Progress often isn’t linear. The most visible symptoms, like self-harm and emotional crises, tend to improve first. Subtler difficulties, like chronic emptiness, identity confusion, and problems maintaining close relationships, usually take longer to shift. In the 10-year longitudinal study that found 85% remission, researchers noted that social functioning often lagged behind symptom improvement. Many people stopped meeting the diagnostic criteria but still struggled with jobs, friendships, and daily structure. This is why longer-term treatment and ongoing support can make a real difference even after the most acute symptoms resolve.

How Family Support Affects Recovery

Living with someone who has BPD is difficult, and the emotional environment at home directly affects recovery.
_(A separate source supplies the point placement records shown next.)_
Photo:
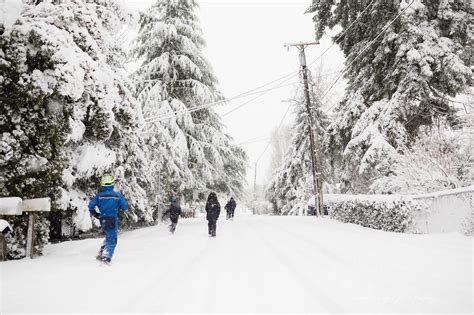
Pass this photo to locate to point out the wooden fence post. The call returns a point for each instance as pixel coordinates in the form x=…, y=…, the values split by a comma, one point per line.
x=30, y=236
x=3, y=245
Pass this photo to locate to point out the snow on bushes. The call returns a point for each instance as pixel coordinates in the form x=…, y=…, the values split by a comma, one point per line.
x=389, y=212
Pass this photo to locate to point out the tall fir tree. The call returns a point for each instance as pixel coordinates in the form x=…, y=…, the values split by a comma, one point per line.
x=191, y=150
x=67, y=115
x=397, y=84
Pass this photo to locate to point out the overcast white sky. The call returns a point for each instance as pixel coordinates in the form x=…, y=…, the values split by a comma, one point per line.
x=245, y=47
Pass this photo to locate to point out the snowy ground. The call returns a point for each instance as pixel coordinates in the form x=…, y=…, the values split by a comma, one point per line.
x=256, y=264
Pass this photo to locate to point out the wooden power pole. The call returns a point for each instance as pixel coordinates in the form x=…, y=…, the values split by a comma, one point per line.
x=313, y=134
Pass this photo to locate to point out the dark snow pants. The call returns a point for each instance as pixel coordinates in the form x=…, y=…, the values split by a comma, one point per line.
x=110, y=228
x=212, y=224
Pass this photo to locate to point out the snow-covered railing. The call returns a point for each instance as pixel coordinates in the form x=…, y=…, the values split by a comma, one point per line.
x=16, y=206
x=445, y=211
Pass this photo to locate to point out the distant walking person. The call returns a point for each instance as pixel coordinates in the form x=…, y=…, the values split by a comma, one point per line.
x=213, y=209
x=109, y=202
x=230, y=207
x=175, y=211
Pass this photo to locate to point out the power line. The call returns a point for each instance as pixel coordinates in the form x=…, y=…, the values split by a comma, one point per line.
x=248, y=93
x=278, y=128
x=366, y=47
x=157, y=118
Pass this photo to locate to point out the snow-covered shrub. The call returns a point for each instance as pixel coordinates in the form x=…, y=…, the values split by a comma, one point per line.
x=436, y=161
x=388, y=213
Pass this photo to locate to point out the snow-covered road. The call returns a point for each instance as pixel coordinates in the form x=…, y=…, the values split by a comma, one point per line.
x=255, y=264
Family Connections, a 12-week program based on DBT principles, was designed specifically for the relatives and caregivers of people with BPD. It teaches family members about the disorder and gives them their own emotion regulation skills.

In a study of 149 participants across five centers, caregivers who completed the program showed significant reductions in feelings of burden and depressive symptoms, along with improved coping and emotional regulation. Nearly 90% of participants said the program helped them learn about the disorder, and about 85% said it helped them cope better. The researchers found that when caregivers improve their own emotional regulation, it lowers emotional intensity for the whole family, creating a positive feedback loop that benefits the person with BPD as well.

If you’re supporting someone with BPD, seeking out a structured family program or at minimum educating yourself about the condition isn’t just good for you. It’s part of treatment, because the relational environment is where BPD symptoms live and where recovery takes root.